Library
Forum
News
Enzyme
From theEthanolSource.com
Enzymes are catalysts, almost all of which are proteins. They speed up chemical reactions by reducing the amount of activation energy required. As they are catalysts, they are not consumed in the process. Enzymes bind temporarily to one or more of the reactants of the reaction they catalyze. They lower the amount of activation energy needed and thus speed up the reaction. There are over 5000 identified seperate enzymes, each with several different isoforms. For ethanol production, two enzymes are necessary. Additional enzymes can improve yield and alter effects. The main two enzymes we will focus on are alpha-amylase and glucoamylase. However, we will also examine the effects of xylanase, glucanase and cellulase.
Contents |
Alpha-amylase
Alpha-amylase is the first enzyme used in the ethanol process. Alpha amylase is used for the liquefaction of grain. It cleaves the bonds on starches, yielding dextrin. While some low temperature amylases exist, most are high temperature.
Glucoamylase
Glucoamylase is the second enzyme used in the ethanol process.

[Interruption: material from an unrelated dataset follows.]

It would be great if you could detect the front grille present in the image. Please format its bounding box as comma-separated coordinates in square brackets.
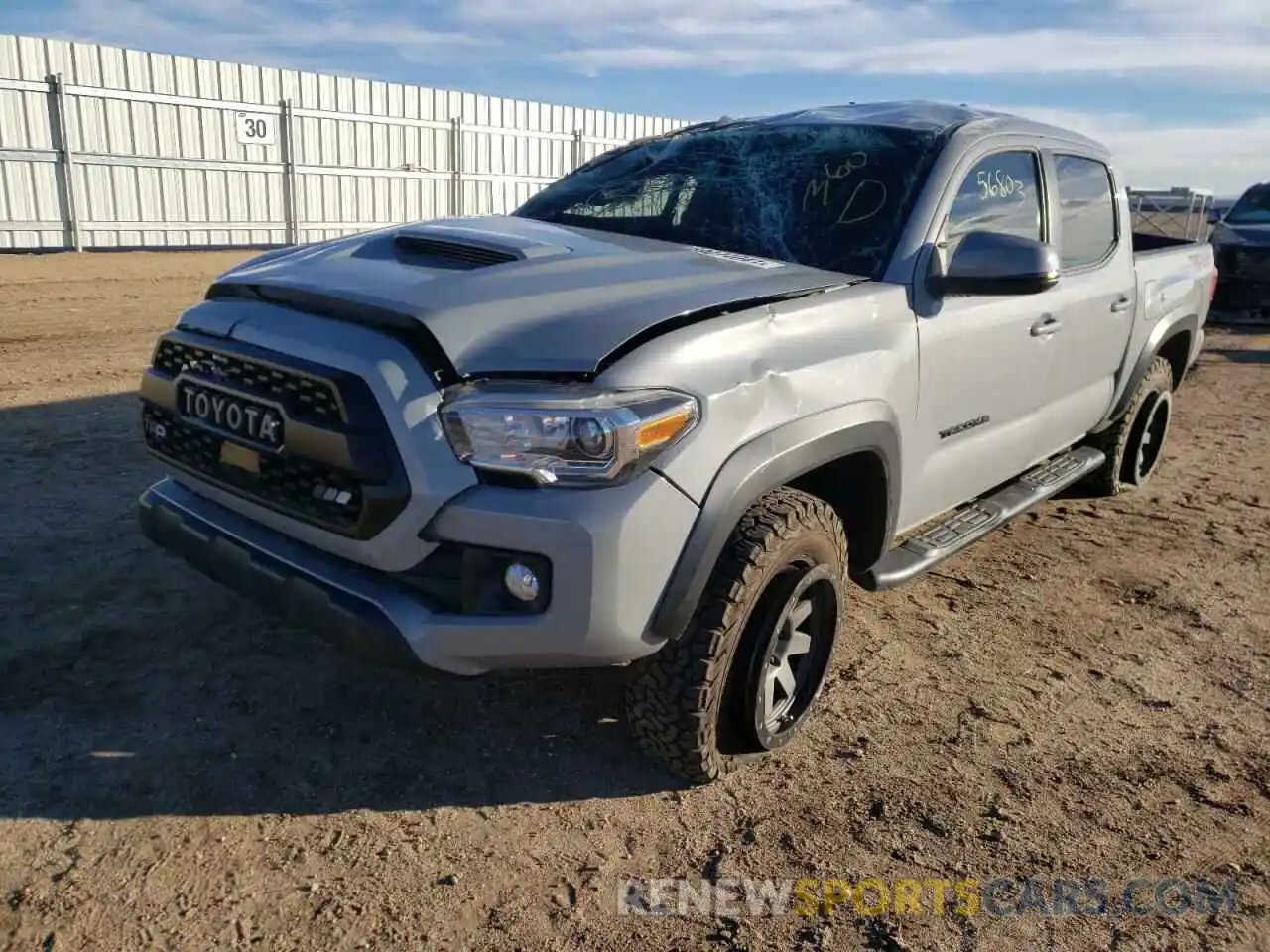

It is responsible for the saccharification of grain. Saccharification is the process by which dextrin or other soluable starches are converted to simple sugars. By cleaving more bonds, glucoamylase turns the liquefied starch into glucose.
Xylanase
Xylanase is an additional enzyme that can be used in the ethanol process. Xylanase turns xylan (a type of hemicellulose) into xylose. Xylose can be fermented by some yeasts, or it can be hydrolyzed further to produce glucose. Most grains contain a considerable portion of xylan.
Glucanase
Glucanase is an additional enzyme that can be used in the ethanol process. Glucanase converts glucan into glucose. Glucan exists by a considerable portion in most grains.
Cellulase
Cellulase is an additional enzyme that can be used in the ethanol process. Cellulase converts cellulose into glucose. Cellulose exists by a considerable portion in most grains, and in all plants. Cellulose is what makes up a plant's cell wall. Lignin-free cellulose can be converted directly into glucose. Lignin-free cellulose exists in things like cotton and in newspaper.